# CSM+B missing some important Traces



## happi (Dec 18, 2009)

*CSM+B is missing these Traces:*

*Chlorine 
Cobalt 
Sodium (we can add this through Baking soda)
Rubidium
Nickel
Vanadium*
*Sulphur (we can add this through sulphates)*



Potassium - Protein synthesis, water and charge balance, enzyme activation.
Boron - Chlorophyll production, flowering, root growth, cell function.
Carbon - Required for all organic compounds.
Calcium - Cell wall stability and permeability, enzyme activation, cell response to stimuli.
Chlorine - Water and charge balance, photosynthesis.
Copper - Component of enzymes utilized in redox reactions that take place during photosynthesis.
Iron - Required for photosynthesis, component of enzymes utilized in redox reactions.
Magnesium - Component of chlorophyll, enzyme activation.
Manganese - Formation of amino acids, enzyme activation.
Molybdenum and Cobalt - Required for nitrate reduction.
Nickel - Enzyme activation, processing of nitrogenous material.
Sulfur - Component of proteins and the coenzymes that are involved with nutrient utilization and growth.
Zinc - Chlorophyll production, enzyme activation.

*Why does it matter? Nickel help absorb Urea, if you are dosing seachem Nitrogen and using CSM+b you wont see the best results. i think csm+b can be improved simily by ading adding some NiCl2. Cobalt, i dont think we have to worry much about this one.*



the reason i ask because am looking for a better Trace than the CSM+B, i was looking at Azomite trace element, i think it got tons of trace elements. but i never used it before, has anyone ever used it?


----------



## ua hua (Oct 30, 2009)

I'm very curious about this stuff myself. I have been thinking about ordering some from Amazon but haven't heard much about anyone using this. I think I remember seeing someone used it in clay root tabs they made but don't remember where I saw that. I know they use it in aquaculture and as a feed additive so it will be safe for our livestock.

I always try to find natural products that can work for our purposes. I actually made some clay root tabs some time ago and added kelp meal to them. I would love to hear from someone that has used this but I have a feeling there isn't many people. I wonder if it has some similarities to montmorillonite clay or Calcium Montmorillonite clay. I actually use Calcium Montmorillonite clay in my pond for my koi and have for some years now. It may be worth the $8 to try it out. Whats the worst that could happen?....


----------



## happi (Dec 18, 2009)

ua hua said:


> I'm very curious about this stuff myself. I have been thinking about ordering some from Amazon but haven't heard much about anyone using this. I think I remember seeing someone used it in clay root tabs they made but don't remember where I saw that. I know they use it in aquaculture and as a feed additive so it will be safe for our livestock.
> 
> I always try to find natural products that can work for our purposes. I actually made some clay root tabs some time ago and added kelp meal to them. I would love to hear from someone that has used this but I have a feeling there isn't many people. I wonder if it has some similarities to montmorillonite clay or Calcium Montmorillonite clay. I actually use Calcium Montmorillonite clay in my pond for my koi and have for some years now. It may be worth the $8 to try it out. Whats the worst that could happen?....


 
i think i have seen some website who claim they used it under substrate but never seen anyone use it as liquid trace, am not sure if that is even possible with Azomite, if this did not work i think i will try to add those traces seperatly. the problem will be getting a accurate measurments yo make the csm+b little bit better, i was thinking about making it more like Seachem Trace.

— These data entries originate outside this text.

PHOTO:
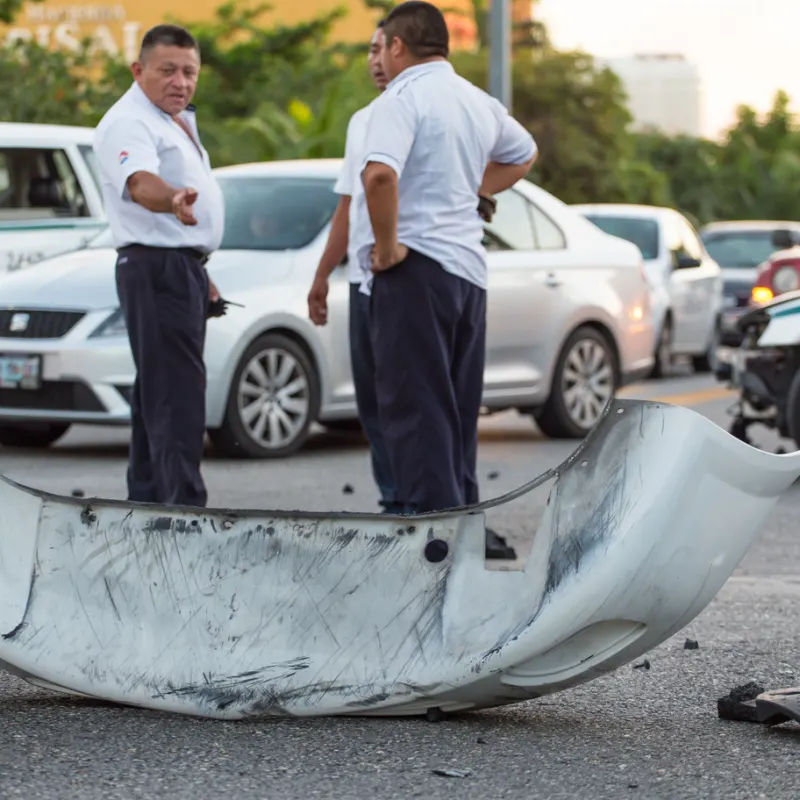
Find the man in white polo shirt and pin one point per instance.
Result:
(434, 141)
(166, 215)
(350, 228)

the worse i could think of that could happen is that it might add too much metals into the water if not done correctly, far as root feeding goes i think osmocote is a better choice, but i really wanted to make a new liquid trace.


----------



## happi (Dec 18, 2009)

i think you were talking about this website

http://www.aquaticplantenthusiasts.com/substrate/4256-new-recipe-procedure-mineralized-topsoil.html

http://www.aquaticplantcentral.com/...oliciting-input-new-way-make-mineralized.html


----------



## ua hua (Oct 30, 2009)

happi said:


> i think i have seen some website who claim they used it under substrate but never seen anyone use it as liquid trace, am not sure if that is even possible with Azomite, if this did not work i think i will try to add those traces seperatly. the problem will be getting a accurate measurments yo make the csm+b little bit better, i was thinking about making it more like Seachem Trace.
> 
> 
> the worse i could think of that could happen is that it might add too much metals into the water if not done correctly, far as root feeding goes i think osmocote is a better choice, but i really wanted to make a new liquid trace.


I don't know why you couldn't make a liquid trace out of it. 

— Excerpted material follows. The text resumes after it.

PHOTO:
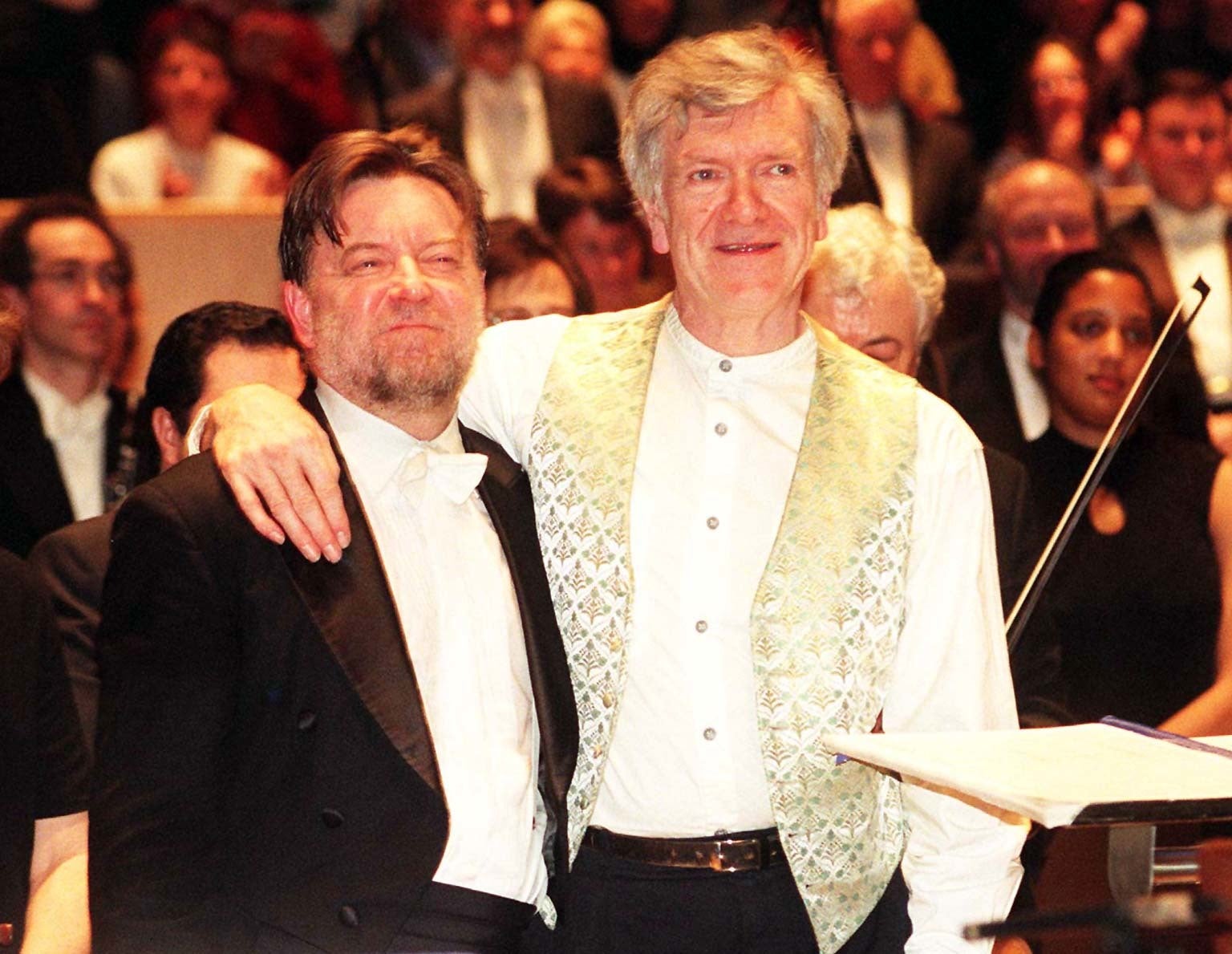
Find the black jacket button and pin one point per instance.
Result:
(331, 818)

Just mix it in water but at what %, I don't know the answer to that. From what I have read people mix it at 1tbs./gal. for feeding vegetables but that would be way more than what is needed for use in an aquarium.


----------



## happi (Dec 18, 2009)

ua hua said:


> I don't know why you couldn't make a liquid trace out of it.
> 
> Just mix it in water but at what %, I don't know the answer to that. From what I have read people mix it at 1tbs./gal. for feeding vegetables but that would be way more than what is needed for use in an aquarium.


 
i have heard its not very soluble in water, the only way to find out is to try it first and see what will happen, all we need is someone who can break down the numbers for us similar to making csm+b solution.


----------



## ua hua (Oct 30, 2009)

happi said:


> i have heard its not very soluble in water, the only way to find out is to try it first and see what will happen, all we need is someone who can break down the numbers for us similar to making csm+b solution.


I would love it if someone could figure out the numbers for a mixture but that is way over my head. I was a little concerned with some of the heavy metals like the copper. I don't know how that would affect inverts but they do use it in aquaculture for farming shrimp so you would think if it was harmful to inverts they wouldn't use it to raise fish and shrimp.

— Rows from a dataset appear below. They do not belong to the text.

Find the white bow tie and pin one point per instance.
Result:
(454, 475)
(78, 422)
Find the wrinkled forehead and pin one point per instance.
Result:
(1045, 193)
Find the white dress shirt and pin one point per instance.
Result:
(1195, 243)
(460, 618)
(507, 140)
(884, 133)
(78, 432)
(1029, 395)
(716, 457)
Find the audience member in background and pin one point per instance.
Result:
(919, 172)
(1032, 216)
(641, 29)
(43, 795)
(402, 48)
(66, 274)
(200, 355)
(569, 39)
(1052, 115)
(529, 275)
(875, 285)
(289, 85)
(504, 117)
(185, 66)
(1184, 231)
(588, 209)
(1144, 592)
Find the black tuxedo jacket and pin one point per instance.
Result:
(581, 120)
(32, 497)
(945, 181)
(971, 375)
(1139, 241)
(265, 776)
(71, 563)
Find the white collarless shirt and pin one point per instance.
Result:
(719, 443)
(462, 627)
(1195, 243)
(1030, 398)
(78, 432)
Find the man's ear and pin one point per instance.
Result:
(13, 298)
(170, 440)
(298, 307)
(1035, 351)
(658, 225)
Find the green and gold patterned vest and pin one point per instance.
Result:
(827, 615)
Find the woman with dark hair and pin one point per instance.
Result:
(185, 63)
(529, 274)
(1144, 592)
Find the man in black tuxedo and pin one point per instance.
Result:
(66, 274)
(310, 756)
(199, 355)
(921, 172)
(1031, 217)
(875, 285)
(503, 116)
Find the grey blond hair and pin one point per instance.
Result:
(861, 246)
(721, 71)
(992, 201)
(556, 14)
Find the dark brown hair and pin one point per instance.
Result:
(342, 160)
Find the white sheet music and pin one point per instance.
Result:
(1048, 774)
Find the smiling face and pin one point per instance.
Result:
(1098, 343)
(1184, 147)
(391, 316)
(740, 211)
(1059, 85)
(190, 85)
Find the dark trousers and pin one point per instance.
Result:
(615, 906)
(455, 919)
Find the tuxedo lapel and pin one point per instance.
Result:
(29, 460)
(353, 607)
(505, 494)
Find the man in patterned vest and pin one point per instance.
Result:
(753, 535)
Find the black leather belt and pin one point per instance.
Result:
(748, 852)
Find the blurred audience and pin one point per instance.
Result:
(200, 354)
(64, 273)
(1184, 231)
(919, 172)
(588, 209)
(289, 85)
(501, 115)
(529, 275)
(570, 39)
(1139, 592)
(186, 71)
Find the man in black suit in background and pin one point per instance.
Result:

I still may just get some and make up some clay tabs to put around certain plants after my soil becomes depleted in the future.


----------



## happi (Dec 18, 2009)

ua hua said:


> I would love it if someone could figure out the numbers for a mixture but that is way over my head. I was a little concerned with some of the heavy metals like the copper. I don't know how that would affect inverts but they do use it in aquaculture for farming shrimp so you would think if it was harmful to inverts they wouldn't use it to raise fish and shrimp.
> 
> I still may just get some and make up some clay tabs to put around certain plants after my soil becomes depleted in the future.


 
in those links i posted, they said its OK to use with shrimps.

if someone could help me figure out the numbers i will give him credit for his work when ever i come up with better Trace mix.


----------



## Jack Gilvey (Jun 16, 2008)

Just when I get my CSM+B solution made and my dosing finally figured out you want me to worry about vanadium deficiency ? Oy.


----------



## roadmaster (Nov 5, 2009)

I once asked about Azomite on Tom's forum as possible mixture with soil based sediment.
Some expressed concern's over the number/% of metal's according to data sheet.


----------



## Tmuck44 (Mar 17, 2013)

wouldn't you get some trace elements out of your tap water?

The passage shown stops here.